Quando il Web fa la spia e ti fa perdere un'occasione di lavoro
Lavoro & Internet
Occhio a quello che scrivi su Internet, perché tra qualche anno potrebbe sbarrarti la carriera. Secondo un sondaggio svolto dal sito di offerte di lavoro CareerBuilder, sono sempre più numerosi i manager che prima di assumere nuovi dipendenti vanno a scandagliare su Google il loro passato, alla ricerca di scheletri e altarini.
Sugli oltre mille manager americani intervistati dal sito, almeno un quarto segue quest’abitudine. E nel cinquantuno per cento dei casi, scarta i candidati a causa di materiale compromettente trovato su Internet: bugie nel curriculum, mancanza di abilità comunicative, fedina penale sporca, rapporti troppo intimi con alcool e droghe, foto osé, tendenza a parlar male dei propri datori di lavoro, e così via.

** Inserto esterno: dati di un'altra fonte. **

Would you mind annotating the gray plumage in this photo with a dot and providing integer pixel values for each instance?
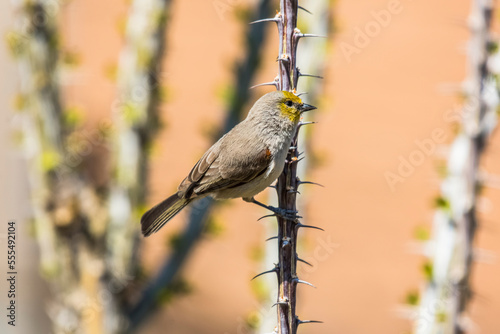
(242, 163)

Poi c’è anche il rovescio virtuoso della medaglia, cioè quelle assunzioni facilitate da un’ottima e rispettabile presenza online: se il candidato ha un sito professionale, mostra creatività e carisma e magari cura un blog molto apprezzato, allora il manager sarà più portato ad aprirgli le porte dell’azienda.
La lezione è chiara: meglio non sottovalutare Internet. Sfavillante, libertaria, disponibile a ospitare qualsiasi testo, foto o video, la grande Rete ha un'altra caratteristica che la rende davvero speciale: non dimentica niente. I messaggi sui forum, i post e i commenti dei blog, gli articoli scritti sulle webzine universitarie, non scompaiono con il tempo. Nella maggior parte dei casi sono sempre reperibili in qualche antro digitale, pronti a cedere alle richieste di qualche zelante manager.
Sebbene molti siano convinti del contrario, Internet non è uno stadio, dove si possono urlare le peggio cose sulla mamma degli arbitri, dei carabinieri e dei tifosi avversari, sapendo che nessuno verrà mai a chiedertene conto. Se si scrive un messaggio infuocato contro il proprio datore di lavoro, inserendo nomi e cognomi, quello non svanirà nel giro di poche ore. Rimarrà lì, potenziale bomba atomica in grado di distruggere una futura possibilità di assunzione.
Le aziende lo stanno imparando e il loro controllo è sempre più stretto. Oltre ai responsabili del personale a caccia di segreti nascosti nel passato dei candidati, ci sono anche i dirigenti che setacciano le attività online dei propri dipendenti. A qualsiasi livello. Giusto ieri Xeni Jardin raccontava su Wired le tristi sorti dei “mil-bloggers”, i blogger militari americani, che se la devono vedere con un Pentagono sempre meno contento delle loro testimonianze dirette sull’Iraq.
E’ la doppia faccia della comunicazione online. Praticamente impossibile da zittire, a meno che tu non viva in Corea del Nord, ma anche molto difficile da nascondere, soprattutto se affrontata con troppa disinvoltura. Se avete dubbi sulla moralità della mamma del vostro capo o se ieri sera avete fumato uno spinello con alcuni compagni di università, magari pensateci due volte prima di scriverlo su un blog. Tra qualche anno potreste pentirvene.